競泳男子400m個人メドレー瀬戸大也選手
本命の400m個人メドレーでまさかの予選落ちということだが、瀬戸選手のコメントが次のもの。
リオで、予選結構いってしまって、決勝、上がらなかったってことがあったので、そういう経験も踏まえて(略)明日しっかりと上がるように泳げばいいやという感じで泳いだんですけど
「明日しっかりと上がるように泳げばいいやという感じで泳いだんですけど」という表現からは、予選突破は当たり前で、決勝の泳ぎのイメージを持った泳ぎをしていたら、決勝に残れなかったと多少驕ったニュアンスのある表現もあるが、これは試合直後のインタビューであるので、その辺りの細かい表現についてとやかく言うのは避けて考えると、言っていることの本質は、金メダルを意識したがために戦略的に予選を泳いだら、決勝に上がれず失敗したということ。
決勝に向けた戦術と結果を分けたもの
高藤選手も瀬戸選手も金メダルをにらんで、戦術的に予選と決勝を考え、戦ったことは変わらない。そこで成否を分けたのは、もちろん運の要素も大きいだろうが、相手の存在の感じ方の種目的違い。柔道は相手が目の前にいるが、水泳は横に並んでいるし、予選で別の組の場合、一緒に泳いでさえいない。しかも水中である。過去の自分の肌感覚で、これ位なら体にダメージを残さず予選突破できるだろうと決める部分も必要。今組んでいる相手を見ながら戦う柔道とは大きく違う。
柔道も水泳も、決勝の舞台に上がらなければ金メダルは取れない。しかし、決勝前の試合においては、戦う相手にただ勝つのみでなく、どのように勝つかも重要になる。トーナメント形式で相手を直接下すスポーツである柔道と、予選形式で複数相手と文字通り横並びの中で抜きん出ることを競うスポーツである競泳では、駆け引きも大きく異なる。そんな中、柔道高藤選手と競泳瀬戸選手は明暗を分けた。オリンピックの女神は、この結果にどんな思いを込めたのだろうか。

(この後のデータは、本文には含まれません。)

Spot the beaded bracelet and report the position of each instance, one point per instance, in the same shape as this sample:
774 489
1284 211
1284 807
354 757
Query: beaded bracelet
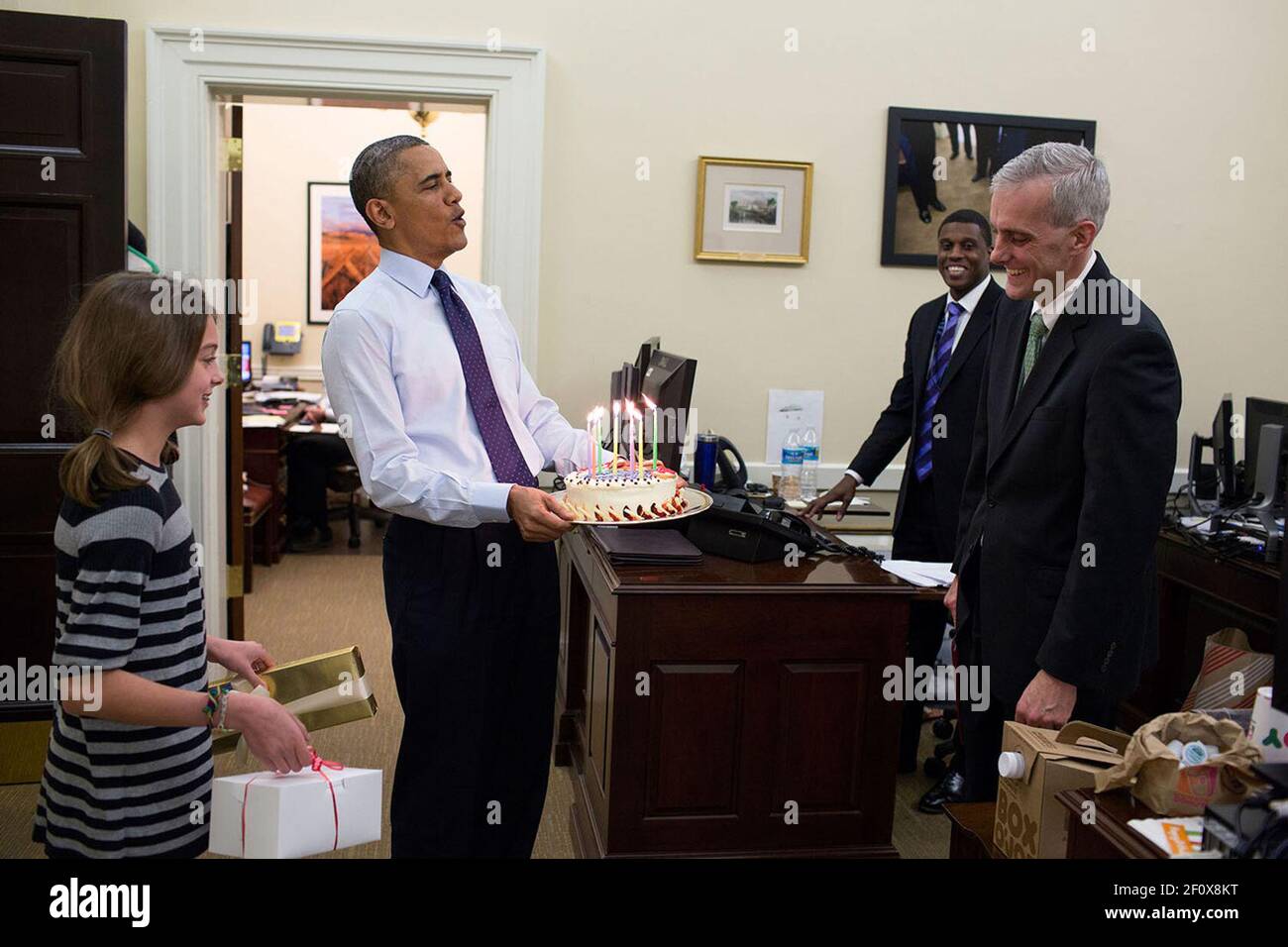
217 696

高藤選手は一発勝負、瀬戸選手はあと2回チャンスがある
柔道高藤選手は1種目しか出場機会がないから、これでおしまいだが、競泳の瀬戸選手はあと2種目ある。だから、今回の教訓を生かすチャンスはまだあるといえばある。ただし、今回の400メートル個人メドレーが本命ということだが。